А закалила этот характер Великая Отечественная война, в которой жители Жиздры очень сильно пострадали. К августу 1943 года, когда Красная Армия освободила город, множество домов были разрушены бомбардировками или сожжены нацистами - методично, улица за улицей. За два с небольшим года оккупации треть жиздринцев погибли, попали в плен или были депортированы в Германию. К концу войны из тридцати тысяч населения Жиздры осталось только три тысячи. Центр города превратился в кучи мусора и битого кирпича. Местная легенда гласит, что райцентр планировалось перенести в соседнее село Зикеево, но Сталин, демонстрируя государственную заботу, отказался дать добро на перенос. Своим привычным синим карандашом, которым он подписал так много смертных приговоров, он спас город, начертав на документе: «Война не должна стирать с лица Земли наши города»[160]
.Русские часто одержимы своей военной историей. Да и как не быть, если во время Второй мировой войны мы потеряли больше народу, чем любая другая нация, включая Германию. Здесь в Жиздре, где вовсю полыхала партизанская война и осталось множество братских могил, даже через два-три поколения люди не могут забыть об этом.
В послевоенное время жиздринцы отстроили свой город; восстановление шло рука об руку с возданием почестей ветеранам, в том числе героям советского Западного фронта. В окрестностях Васьково находятся четыре братские могилы, отмеченные традиционными обелисками с черными мемориальными плитами: «Здесь покоятся неизвестные партизаны и солдаты Советской Армии, героически погибшие за Родину в 1942-1943 годах»[161]
. Плита с именем Леонида размещена на монументе в центральном городском саду, позади обшарпанной статуи Ленина. Надпись на ней гласит: «Воины 413-й стрелковой дивизии, павшие в боях за освобождение Жиздры». Не все бойцы, чья память там увековечена, были военнослужащими этой дивизии, во всяком случае, старший лейтенант Хрущёв не был, да и реально в земле лежат не все из упомянутых на четырёх плитах. Но, как пояснил муниципальный служащий Николай, местные жители гордятся всеми, кто отдал свою жизнь за освобождение их города от фашистов.Возможно, эти обелиски и памятники, высящиеся в провинциальном городке и его окрестностях, говорят о том, что память о пережитых страданиях - единственное, чем эти люди могут гордиться, единственное, что у них осталось после военной разрухи и послевоенного небрежения со стороны государства. Отстраивать заново после 1945 года пришлось не только Жиздру, но и окрестные деревни и села - как то же Васьково. Пережившее и коммунистическую коллективизацию, и постсоветскую безысходность, Васьково до сих пор сохраняет признаки жизни, но его немногие обитатели вынуждены иметь дело с раскисшими дорогами, перебоями электричества, отсутствием горячей воды и современных удобств. Жизнь Павла Уборятова - живой пример этой картины упадка. Его жена умерла много лет назад, дети разъехались по городам в поисках работы и лучшей жизни, а он остался жить один-одинешенек в своём родном лесу, коротая время с призраками прошлого.
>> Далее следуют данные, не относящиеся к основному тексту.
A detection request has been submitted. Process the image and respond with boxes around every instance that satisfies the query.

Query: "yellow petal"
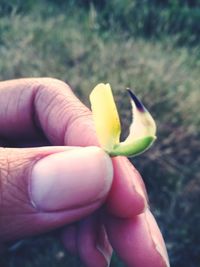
[125,89,156,144]
[89,83,121,151]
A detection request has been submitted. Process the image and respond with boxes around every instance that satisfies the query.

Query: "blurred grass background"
[0,0,200,267]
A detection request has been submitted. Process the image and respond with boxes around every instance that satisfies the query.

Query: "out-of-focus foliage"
[1,0,200,45]
[0,1,200,267]
[99,0,200,45]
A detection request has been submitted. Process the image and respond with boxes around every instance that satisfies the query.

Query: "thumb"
[0,146,113,243]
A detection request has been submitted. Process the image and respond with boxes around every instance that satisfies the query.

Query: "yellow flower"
[90,83,156,157]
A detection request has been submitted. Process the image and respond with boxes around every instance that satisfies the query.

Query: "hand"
[0,78,169,267]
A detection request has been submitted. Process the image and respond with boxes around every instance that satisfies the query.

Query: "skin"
[0,78,169,267]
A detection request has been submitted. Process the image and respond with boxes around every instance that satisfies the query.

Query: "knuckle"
[31,77,94,145]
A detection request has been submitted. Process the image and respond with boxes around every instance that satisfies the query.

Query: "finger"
[105,209,170,267]
[0,78,98,146]
[77,214,112,267]
[61,214,114,260]
[0,146,113,242]
[106,156,148,218]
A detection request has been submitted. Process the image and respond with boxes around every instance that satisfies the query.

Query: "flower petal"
[89,83,121,151]
[111,89,157,157]
[125,89,156,142]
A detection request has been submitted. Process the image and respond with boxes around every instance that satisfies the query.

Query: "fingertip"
[106,156,147,218]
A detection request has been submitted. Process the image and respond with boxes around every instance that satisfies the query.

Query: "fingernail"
[96,225,112,267]
[30,147,113,211]
[96,244,111,267]
[145,209,170,267]
[123,158,148,211]
[126,158,149,200]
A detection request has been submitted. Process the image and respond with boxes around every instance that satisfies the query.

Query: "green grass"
[0,1,200,267]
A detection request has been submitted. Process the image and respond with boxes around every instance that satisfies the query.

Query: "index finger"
[0,78,98,146]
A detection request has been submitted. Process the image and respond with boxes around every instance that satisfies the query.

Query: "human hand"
[0,78,169,267]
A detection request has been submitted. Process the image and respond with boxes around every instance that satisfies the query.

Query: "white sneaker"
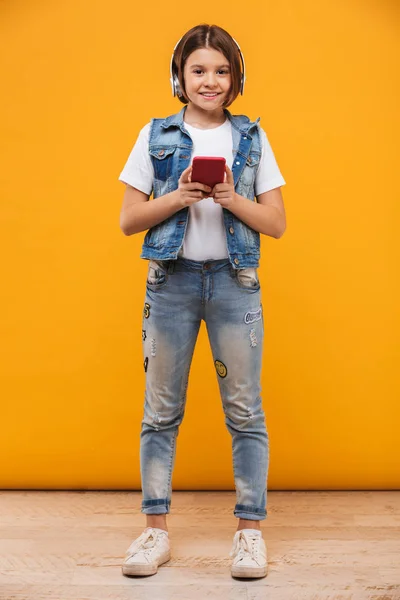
[230,530,268,578]
[122,527,171,577]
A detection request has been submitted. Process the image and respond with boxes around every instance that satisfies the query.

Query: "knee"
[143,407,185,431]
[224,398,266,430]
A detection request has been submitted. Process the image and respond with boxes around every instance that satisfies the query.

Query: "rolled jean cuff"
[141,498,171,515]
[234,504,267,520]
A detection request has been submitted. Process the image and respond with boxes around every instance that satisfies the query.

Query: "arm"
[211,165,286,239]
[118,123,184,235]
[119,184,181,236]
[230,187,286,239]
[119,167,212,236]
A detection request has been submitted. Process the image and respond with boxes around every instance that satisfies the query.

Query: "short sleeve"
[118,122,154,195]
[254,127,286,196]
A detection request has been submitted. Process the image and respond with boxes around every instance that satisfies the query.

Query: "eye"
[192,69,230,75]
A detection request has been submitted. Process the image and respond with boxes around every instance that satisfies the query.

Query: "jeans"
[140,257,269,521]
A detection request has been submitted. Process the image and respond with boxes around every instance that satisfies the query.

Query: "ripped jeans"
[140,257,269,521]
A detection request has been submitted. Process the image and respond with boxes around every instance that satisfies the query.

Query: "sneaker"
[230,530,268,578]
[121,527,171,577]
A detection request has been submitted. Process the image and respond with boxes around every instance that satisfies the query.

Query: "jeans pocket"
[234,267,260,290]
[146,260,168,287]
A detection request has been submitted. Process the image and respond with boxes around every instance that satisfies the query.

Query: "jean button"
[229,227,234,235]
[234,258,239,265]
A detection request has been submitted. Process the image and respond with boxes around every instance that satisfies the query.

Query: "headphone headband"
[169,34,246,98]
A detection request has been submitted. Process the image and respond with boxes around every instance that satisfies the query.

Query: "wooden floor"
[0,490,399,600]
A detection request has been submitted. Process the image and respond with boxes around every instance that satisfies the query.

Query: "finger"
[180,165,192,183]
[187,182,212,193]
[213,191,230,201]
[215,192,231,199]
[186,191,203,200]
[225,164,234,185]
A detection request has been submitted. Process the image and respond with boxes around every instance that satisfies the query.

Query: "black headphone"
[170,34,246,98]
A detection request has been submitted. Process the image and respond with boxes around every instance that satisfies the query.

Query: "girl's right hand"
[176,166,212,208]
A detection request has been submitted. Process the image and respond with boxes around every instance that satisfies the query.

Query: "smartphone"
[191,156,226,190]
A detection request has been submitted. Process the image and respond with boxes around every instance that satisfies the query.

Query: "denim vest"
[141,105,262,269]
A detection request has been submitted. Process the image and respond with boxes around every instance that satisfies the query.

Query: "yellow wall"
[1,0,398,490]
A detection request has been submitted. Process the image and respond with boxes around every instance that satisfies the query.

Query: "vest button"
[158,149,165,156]
[236,161,240,165]
[229,227,234,235]
[234,258,239,265]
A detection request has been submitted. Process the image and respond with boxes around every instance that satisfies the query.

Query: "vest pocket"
[149,146,177,182]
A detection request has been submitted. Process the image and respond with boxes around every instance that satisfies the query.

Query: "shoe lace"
[229,531,260,561]
[125,528,161,557]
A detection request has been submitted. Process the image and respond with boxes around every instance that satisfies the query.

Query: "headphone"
[169,34,246,98]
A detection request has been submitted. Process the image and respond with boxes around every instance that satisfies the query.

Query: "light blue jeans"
[140,257,269,521]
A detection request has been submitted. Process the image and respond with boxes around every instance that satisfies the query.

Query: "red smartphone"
[191,156,226,190]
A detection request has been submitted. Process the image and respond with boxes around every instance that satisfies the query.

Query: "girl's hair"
[172,24,243,108]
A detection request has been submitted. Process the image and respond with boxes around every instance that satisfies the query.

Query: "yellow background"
[1,0,399,490]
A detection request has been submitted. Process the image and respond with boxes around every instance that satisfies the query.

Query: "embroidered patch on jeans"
[142,330,147,341]
[244,307,262,325]
[215,360,227,378]
[144,357,148,372]
[143,303,151,319]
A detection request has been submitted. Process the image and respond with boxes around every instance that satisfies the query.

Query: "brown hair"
[172,24,243,108]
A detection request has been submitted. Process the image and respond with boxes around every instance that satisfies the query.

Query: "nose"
[204,73,217,87]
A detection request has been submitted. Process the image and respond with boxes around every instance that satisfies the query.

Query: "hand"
[176,166,212,208]
[210,164,237,208]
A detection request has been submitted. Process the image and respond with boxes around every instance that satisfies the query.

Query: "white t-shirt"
[118,117,286,261]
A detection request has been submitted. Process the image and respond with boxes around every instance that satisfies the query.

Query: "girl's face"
[183,47,232,111]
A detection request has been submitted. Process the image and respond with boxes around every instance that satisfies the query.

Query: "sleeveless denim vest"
[141,105,262,269]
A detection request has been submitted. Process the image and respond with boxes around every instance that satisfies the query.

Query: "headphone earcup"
[173,74,182,97]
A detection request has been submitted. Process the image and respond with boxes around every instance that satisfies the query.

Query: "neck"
[183,103,226,129]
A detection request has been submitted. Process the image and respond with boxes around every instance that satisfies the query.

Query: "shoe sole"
[121,550,171,577]
[231,564,268,578]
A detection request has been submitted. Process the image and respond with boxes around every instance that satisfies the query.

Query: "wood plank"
[0,491,399,600]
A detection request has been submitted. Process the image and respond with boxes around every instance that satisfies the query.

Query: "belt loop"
[167,260,175,274]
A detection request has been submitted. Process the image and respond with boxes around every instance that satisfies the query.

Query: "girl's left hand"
[210,164,236,208]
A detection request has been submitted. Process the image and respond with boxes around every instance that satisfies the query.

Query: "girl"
[118,23,286,579]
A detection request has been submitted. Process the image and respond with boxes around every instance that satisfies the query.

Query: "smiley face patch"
[143,303,151,319]
[215,360,227,378]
После короткого обмена любезностями на холоде Павел пригласил нас в дом и усадил за стол, стоящий посреди комнаты рядом с русской печкой. Печь эта, сохранявшая зимой тепло, а летом прохладу, служила ему местом для сна. Павел угостил нас чаем из самовара и чёрствыми печеньями. Нашим вкладом в небогатое застолье стала коробка зефира в шоколаде, которую мы с Ксенией привезли из Москвы.
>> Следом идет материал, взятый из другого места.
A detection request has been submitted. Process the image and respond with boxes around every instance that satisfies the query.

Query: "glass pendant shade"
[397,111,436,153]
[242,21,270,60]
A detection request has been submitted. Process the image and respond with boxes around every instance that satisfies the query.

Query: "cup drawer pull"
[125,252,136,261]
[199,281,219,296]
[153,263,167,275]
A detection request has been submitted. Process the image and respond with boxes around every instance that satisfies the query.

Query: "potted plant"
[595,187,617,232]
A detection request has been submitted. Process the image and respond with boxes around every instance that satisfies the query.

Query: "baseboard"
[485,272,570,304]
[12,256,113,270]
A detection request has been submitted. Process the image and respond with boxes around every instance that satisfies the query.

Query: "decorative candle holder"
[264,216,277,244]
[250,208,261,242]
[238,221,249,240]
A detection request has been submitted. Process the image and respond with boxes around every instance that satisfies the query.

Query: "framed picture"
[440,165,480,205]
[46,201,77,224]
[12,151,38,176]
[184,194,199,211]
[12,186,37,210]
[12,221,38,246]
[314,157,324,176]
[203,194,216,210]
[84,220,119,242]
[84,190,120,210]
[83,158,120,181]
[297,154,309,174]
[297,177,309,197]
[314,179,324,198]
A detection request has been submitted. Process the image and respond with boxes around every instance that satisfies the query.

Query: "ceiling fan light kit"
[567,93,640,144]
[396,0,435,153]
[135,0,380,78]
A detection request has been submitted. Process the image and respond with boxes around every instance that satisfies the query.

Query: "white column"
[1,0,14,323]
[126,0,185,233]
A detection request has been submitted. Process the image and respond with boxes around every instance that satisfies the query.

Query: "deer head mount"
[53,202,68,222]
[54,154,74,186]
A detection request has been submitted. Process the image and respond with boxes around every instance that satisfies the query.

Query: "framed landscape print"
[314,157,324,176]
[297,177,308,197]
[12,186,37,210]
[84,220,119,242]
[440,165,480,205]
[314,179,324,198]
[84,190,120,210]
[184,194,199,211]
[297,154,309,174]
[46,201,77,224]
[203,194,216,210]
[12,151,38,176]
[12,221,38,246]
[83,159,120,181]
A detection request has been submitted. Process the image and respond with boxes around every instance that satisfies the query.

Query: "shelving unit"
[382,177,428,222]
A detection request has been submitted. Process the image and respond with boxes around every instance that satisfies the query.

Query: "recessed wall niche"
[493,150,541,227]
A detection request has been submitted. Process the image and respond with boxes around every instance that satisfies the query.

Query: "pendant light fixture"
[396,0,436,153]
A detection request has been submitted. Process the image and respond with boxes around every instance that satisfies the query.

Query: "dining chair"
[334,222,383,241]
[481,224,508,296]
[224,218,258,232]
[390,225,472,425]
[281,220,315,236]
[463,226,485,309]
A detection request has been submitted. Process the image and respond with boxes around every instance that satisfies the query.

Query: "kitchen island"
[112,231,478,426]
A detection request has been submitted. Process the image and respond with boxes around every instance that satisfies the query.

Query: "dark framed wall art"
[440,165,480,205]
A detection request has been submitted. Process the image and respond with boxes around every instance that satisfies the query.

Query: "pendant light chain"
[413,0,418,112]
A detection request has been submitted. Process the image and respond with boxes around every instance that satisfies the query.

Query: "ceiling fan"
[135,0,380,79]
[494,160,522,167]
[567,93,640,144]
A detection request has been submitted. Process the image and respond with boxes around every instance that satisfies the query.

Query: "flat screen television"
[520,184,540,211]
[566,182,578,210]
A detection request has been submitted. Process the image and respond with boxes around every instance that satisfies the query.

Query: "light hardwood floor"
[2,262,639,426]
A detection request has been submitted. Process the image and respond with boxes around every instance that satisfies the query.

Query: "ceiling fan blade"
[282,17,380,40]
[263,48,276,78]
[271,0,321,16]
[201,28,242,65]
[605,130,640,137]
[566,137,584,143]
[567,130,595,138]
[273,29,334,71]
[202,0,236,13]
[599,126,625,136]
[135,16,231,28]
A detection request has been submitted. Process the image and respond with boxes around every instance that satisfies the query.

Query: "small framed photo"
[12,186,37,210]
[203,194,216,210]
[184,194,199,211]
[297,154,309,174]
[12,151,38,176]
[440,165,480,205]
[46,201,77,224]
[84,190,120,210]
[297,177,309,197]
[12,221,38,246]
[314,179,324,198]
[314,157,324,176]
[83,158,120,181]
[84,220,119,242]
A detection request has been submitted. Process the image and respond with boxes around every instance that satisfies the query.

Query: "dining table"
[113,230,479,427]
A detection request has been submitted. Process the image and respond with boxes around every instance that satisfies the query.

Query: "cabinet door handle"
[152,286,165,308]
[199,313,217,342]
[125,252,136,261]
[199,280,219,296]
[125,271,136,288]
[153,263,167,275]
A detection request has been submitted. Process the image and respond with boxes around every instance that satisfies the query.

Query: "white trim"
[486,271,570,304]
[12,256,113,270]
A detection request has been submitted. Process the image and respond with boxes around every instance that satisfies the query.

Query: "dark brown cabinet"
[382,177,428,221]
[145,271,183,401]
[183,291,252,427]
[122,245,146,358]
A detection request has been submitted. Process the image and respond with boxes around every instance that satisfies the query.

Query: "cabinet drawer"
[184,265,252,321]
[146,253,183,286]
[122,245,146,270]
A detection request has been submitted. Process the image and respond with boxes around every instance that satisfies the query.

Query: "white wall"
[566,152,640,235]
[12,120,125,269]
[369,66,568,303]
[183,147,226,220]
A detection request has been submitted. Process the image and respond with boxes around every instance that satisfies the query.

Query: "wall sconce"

Наслаждаясь сладостью, старик говорил о величии и славе России, о том, что добро, по его убеждению, всегда побеждает зло. «С помощью этих вот волшебных лесов сильная духом русская земля всегда отражала нашествие врагов, - сказал он. - Наши партизаны вместе с Красной Армией похоронили честолюбивые замыслы немцев. Мы противостоим злу, которое всегда приходит к нам с Запада. С четырнадцатого века - сначала тевтонские рыцари, потом фашисты, теперь вот Америка хочет нас захватить. И мы благодарны Путину за то, что он даёт отпор иностранному империализму»[162]
.При этом он строго взглянул на меня, хотя я не говорила, что живу в Нью-Йорке.
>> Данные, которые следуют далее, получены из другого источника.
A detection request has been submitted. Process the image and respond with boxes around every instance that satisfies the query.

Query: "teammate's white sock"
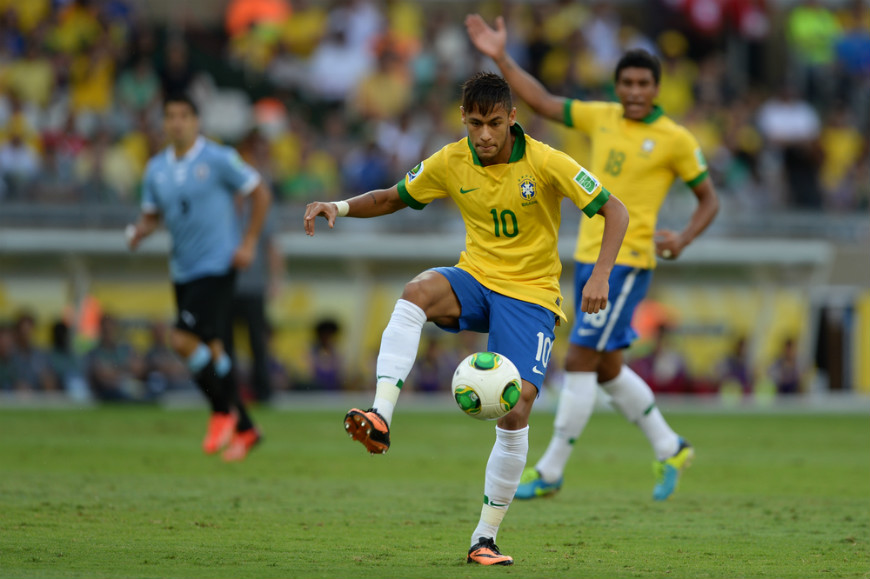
[372,299,427,426]
[471,426,528,546]
[535,372,597,483]
[601,365,679,460]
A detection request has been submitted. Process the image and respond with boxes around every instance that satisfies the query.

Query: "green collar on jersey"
[467,122,526,166]
[638,104,665,124]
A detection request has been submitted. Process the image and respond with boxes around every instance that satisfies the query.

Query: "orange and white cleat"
[222,428,263,462]
[202,412,237,454]
[343,408,390,455]
[467,537,514,566]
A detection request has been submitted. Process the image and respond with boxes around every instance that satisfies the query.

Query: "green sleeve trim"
[396,179,426,210]
[582,187,610,218]
[563,99,574,127]
[685,170,709,188]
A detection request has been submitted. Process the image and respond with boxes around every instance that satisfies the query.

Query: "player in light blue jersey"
[127,94,272,461]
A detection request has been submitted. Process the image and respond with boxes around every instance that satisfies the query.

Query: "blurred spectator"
[408,333,458,394]
[159,39,194,97]
[264,322,291,393]
[47,318,89,400]
[116,57,161,117]
[351,50,412,121]
[819,102,867,210]
[787,0,843,106]
[768,337,804,395]
[307,318,344,391]
[715,336,753,396]
[12,311,58,391]
[85,313,145,401]
[629,325,692,394]
[757,85,823,208]
[0,122,40,199]
[0,323,20,391]
[143,319,191,395]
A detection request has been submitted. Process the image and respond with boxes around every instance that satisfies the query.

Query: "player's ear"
[509,106,517,126]
[460,106,466,125]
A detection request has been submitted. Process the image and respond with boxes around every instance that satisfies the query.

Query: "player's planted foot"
[514,467,563,500]
[202,411,237,454]
[222,428,262,462]
[344,408,390,455]
[653,438,694,501]
[467,537,514,566]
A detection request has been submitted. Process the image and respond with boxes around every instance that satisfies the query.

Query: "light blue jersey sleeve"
[218,147,260,196]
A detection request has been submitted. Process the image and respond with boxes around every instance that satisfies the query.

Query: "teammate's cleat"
[202,412,237,454]
[343,408,390,455]
[514,467,563,500]
[221,428,262,462]
[653,438,695,501]
[467,537,514,566]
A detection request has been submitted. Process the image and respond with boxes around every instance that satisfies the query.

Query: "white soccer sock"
[601,365,679,461]
[471,426,528,546]
[372,299,427,426]
[535,372,597,483]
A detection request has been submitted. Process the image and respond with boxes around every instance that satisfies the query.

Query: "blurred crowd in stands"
[0,0,868,213]
[0,307,810,402]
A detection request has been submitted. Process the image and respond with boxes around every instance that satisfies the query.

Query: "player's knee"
[498,383,536,429]
[170,327,199,358]
[564,344,601,372]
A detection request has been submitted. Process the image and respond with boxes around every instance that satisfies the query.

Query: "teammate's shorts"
[431,266,556,390]
[173,270,236,342]
[569,262,652,352]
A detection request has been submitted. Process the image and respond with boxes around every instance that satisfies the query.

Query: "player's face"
[461,104,517,165]
[163,102,200,146]
[615,67,659,121]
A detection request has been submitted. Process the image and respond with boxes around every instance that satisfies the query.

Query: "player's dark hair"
[461,72,512,117]
[615,49,661,85]
[164,93,199,116]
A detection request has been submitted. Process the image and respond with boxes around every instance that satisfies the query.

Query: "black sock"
[217,370,255,431]
[194,361,232,414]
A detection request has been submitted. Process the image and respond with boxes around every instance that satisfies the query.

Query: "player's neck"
[172,137,198,160]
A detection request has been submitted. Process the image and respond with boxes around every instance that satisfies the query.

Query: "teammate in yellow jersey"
[304,72,628,566]
[467,15,719,502]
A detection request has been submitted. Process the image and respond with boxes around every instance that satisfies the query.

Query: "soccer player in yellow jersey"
[304,72,628,566]
[467,15,719,502]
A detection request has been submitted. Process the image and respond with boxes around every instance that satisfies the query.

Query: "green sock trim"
[643,403,656,416]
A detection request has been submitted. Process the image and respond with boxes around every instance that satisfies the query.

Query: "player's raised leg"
[601,365,693,500]
[345,271,460,455]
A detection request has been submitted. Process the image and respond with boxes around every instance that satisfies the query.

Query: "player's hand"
[232,241,256,269]
[654,229,684,260]
[580,276,609,314]
[303,201,338,236]
[465,14,507,60]
[125,224,141,251]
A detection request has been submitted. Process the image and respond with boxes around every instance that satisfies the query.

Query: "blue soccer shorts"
[431,266,557,390]
[569,262,652,352]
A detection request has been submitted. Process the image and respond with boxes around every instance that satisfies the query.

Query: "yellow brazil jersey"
[564,100,708,269]
[397,123,610,323]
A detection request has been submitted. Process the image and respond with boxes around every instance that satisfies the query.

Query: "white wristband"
[333,201,350,217]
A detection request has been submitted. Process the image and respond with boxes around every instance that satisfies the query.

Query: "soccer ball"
[452,352,523,421]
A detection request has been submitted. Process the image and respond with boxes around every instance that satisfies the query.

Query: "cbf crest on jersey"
[407,162,424,182]
[519,175,538,207]
[641,138,656,155]
[194,163,210,180]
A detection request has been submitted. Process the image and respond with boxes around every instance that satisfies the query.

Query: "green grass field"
[1,404,868,578]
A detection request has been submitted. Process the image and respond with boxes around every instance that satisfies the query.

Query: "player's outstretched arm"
[125,212,160,251]
[465,14,565,123]
[655,177,719,260]
[304,185,407,236]
[582,195,629,314]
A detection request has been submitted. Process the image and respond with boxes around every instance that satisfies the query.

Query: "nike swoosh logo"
[532,366,544,376]
[489,501,508,507]
[459,187,479,194]
[578,328,598,336]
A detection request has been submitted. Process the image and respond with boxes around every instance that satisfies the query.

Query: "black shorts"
[173,270,236,342]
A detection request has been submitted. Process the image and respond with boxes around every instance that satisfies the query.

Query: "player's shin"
[187,343,230,413]
[471,425,528,545]
[535,372,597,482]
[601,365,679,460]
[372,299,427,425]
Пятьсот лет люди, живущие в Смоленской, Калужской, Брянской областях, уверены, что в их лесах обитает нечистая сила. Кровь, пролитая здесь за несколько веков, сделала эти места объектом легенд, наподобие Шервудского леса Робина Гуда. В пятнадцатом веке, когда Россия стала царством, претендующим на роль павшей Византии в качестве оплота православного мира, её правители отвели этим землям роль форпоста на пути возможного вторжения польско-литовских армий.